Choosing numbers at random from a set $\{0,1,2, \cdots 9\}$ We choose numbers at random from a set $\{0,1,2, \cdots 9\}$ (without replacement), four numbers a,b,c,d. What is the probability that:
a)a is the greatest value of those we have chosen
b) a,b,c,d is an ascending sequence
My question is first and foremost about the logic i.e. i want to know how to calculate those probabilities but i am much more interested why this is the probability we are looking for.
I know that for certain:
$$|\Omega|=10\times9\times8\times7$$
 A: a) We are choosing numbers one at a time. Whatever collection of numbers we chose, by symmetry the probability the first chosen number was biggest is $\frac{1}{4}$.

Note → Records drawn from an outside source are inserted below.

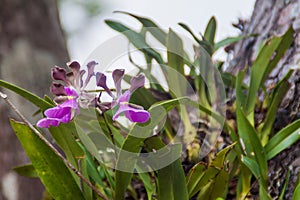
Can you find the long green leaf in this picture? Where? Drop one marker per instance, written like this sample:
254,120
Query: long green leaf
252,145
277,96
175,52
26,170
283,139
296,194
194,176
50,168
150,26
136,39
190,31
134,144
264,63
210,31
171,179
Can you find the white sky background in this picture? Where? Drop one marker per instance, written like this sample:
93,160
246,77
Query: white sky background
195,13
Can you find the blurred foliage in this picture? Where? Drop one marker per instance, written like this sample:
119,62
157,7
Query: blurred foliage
230,170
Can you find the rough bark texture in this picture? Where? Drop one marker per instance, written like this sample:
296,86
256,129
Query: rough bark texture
31,41
274,17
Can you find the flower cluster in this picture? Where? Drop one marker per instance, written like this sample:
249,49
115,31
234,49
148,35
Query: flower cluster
133,112
72,94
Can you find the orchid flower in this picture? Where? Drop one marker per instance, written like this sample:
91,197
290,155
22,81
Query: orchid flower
132,112
69,96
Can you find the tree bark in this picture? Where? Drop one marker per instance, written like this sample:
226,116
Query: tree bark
269,18
31,42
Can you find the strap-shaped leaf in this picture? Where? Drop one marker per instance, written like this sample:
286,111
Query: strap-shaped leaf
265,62
150,26
134,144
283,139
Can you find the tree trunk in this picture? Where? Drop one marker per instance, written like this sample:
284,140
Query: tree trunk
31,41
269,18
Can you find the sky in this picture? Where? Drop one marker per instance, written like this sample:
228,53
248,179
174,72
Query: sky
85,34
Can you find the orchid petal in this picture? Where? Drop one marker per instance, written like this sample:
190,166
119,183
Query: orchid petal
62,114
137,115
118,76
71,92
91,67
58,73
101,82
74,67
71,103
46,123
133,114
125,97
57,89
137,82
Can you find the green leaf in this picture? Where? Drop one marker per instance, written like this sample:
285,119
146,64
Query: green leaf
194,176
219,160
277,96
64,136
252,165
231,40
39,102
150,26
283,139
134,144
92,169
267,59
240,97
26,170
146,179
227,41
296,194
137,39
175,52
50,168
171,179
286,182
191,32
210,31
253,147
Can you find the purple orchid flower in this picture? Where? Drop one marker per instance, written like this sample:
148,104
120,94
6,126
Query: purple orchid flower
61,113
68,97
132,112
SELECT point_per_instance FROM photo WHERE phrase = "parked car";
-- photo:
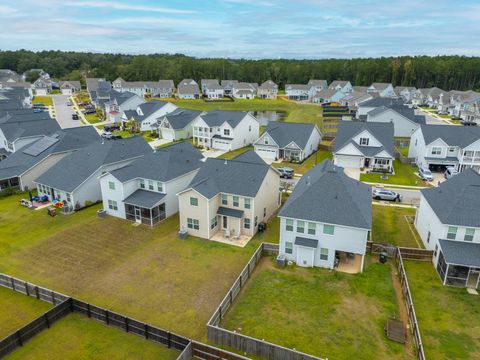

We can also make a calculation based on your sample space $\Omega$. As you pointed out, this sample space has $(10)(9)(8)(7)$ outcomes. We now count the favourables.

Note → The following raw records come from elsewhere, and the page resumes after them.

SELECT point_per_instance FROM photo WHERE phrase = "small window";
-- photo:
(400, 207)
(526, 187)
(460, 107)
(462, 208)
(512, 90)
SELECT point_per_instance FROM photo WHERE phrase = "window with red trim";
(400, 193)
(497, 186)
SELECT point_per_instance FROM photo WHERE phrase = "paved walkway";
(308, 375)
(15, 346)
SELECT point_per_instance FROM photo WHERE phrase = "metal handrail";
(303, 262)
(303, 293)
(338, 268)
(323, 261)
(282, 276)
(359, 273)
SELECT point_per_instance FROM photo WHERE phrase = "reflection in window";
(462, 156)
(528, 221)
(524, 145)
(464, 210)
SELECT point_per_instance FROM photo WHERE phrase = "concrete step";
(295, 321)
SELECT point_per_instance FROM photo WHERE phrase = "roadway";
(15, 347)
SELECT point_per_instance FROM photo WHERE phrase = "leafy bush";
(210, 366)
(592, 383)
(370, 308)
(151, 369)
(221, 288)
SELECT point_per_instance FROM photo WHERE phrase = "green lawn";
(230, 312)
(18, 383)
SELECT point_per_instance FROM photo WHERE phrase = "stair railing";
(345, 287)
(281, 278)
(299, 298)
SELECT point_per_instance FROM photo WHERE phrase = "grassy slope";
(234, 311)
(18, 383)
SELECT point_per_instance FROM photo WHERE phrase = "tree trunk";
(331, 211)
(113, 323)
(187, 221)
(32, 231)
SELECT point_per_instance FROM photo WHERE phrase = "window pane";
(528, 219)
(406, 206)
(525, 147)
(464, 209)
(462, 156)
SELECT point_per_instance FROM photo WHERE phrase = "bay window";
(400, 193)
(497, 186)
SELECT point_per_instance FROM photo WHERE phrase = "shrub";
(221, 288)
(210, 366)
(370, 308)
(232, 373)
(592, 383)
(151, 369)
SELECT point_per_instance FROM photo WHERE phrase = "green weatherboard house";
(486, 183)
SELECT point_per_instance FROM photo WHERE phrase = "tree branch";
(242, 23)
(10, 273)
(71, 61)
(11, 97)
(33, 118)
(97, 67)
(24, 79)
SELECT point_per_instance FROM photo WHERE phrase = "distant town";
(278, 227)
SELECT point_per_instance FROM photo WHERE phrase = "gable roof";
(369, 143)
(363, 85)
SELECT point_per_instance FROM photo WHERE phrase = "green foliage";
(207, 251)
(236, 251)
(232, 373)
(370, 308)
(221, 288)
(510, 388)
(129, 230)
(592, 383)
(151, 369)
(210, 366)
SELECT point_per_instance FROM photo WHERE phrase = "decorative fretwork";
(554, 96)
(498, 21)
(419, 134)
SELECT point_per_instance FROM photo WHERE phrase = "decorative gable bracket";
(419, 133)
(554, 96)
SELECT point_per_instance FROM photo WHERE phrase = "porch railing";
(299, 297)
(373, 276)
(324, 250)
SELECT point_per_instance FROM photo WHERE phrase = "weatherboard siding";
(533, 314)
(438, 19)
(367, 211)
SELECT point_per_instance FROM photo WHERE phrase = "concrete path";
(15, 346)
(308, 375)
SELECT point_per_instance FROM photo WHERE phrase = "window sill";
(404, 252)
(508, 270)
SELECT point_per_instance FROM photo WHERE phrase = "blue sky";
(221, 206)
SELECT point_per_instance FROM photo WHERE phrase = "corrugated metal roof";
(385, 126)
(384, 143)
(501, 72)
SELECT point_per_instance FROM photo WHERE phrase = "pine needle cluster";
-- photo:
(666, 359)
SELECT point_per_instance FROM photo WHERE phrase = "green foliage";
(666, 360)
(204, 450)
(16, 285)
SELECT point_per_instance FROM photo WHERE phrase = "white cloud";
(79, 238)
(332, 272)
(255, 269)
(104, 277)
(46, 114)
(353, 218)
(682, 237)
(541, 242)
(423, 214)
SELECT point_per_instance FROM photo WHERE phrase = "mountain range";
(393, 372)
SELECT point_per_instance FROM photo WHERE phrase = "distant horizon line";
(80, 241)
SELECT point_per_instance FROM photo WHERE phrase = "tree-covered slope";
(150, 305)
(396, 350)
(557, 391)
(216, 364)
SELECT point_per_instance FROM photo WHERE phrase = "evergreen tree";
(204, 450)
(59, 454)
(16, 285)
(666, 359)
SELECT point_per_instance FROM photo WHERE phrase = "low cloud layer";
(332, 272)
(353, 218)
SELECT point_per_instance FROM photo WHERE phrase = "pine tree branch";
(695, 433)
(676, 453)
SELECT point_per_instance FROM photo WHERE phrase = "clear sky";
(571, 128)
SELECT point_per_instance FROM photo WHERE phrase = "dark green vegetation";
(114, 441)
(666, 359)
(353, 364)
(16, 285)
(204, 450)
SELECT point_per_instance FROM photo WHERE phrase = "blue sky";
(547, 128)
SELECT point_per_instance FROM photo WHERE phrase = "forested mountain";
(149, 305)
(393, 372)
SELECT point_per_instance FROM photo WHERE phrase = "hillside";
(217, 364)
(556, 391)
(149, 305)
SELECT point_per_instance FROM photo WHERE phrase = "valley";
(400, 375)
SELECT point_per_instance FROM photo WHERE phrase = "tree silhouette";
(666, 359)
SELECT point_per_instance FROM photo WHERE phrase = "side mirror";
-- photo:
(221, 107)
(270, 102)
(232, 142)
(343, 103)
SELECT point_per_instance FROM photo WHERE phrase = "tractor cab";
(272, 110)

There are $\binom{10}{4}$ ways to choose a collection of $4$ numbers. For every such choice, there are $3!$ ways to arrange the numbers so that the biggest is first, for the others can be arranged in $3!$ ways. Thus the number of favourables is $\binom{10}{4}3!$.
Finally, for the probability, divide the number of favourables by $|\Omega|$. After some simplification, we get $\frac{1}{4}$. The simplicity of the answer strongly hints that there must be a nicer way.
b) The same symmetry argument shows that the probability our numbers are in increasing order is $\frac{1}{4!}$. For whatever numbers we chose, all $4!$ orderings are equally likely.
We can also work with the sample space $\Omega$. In this case, there are $\binom{10}{4}$ favourables.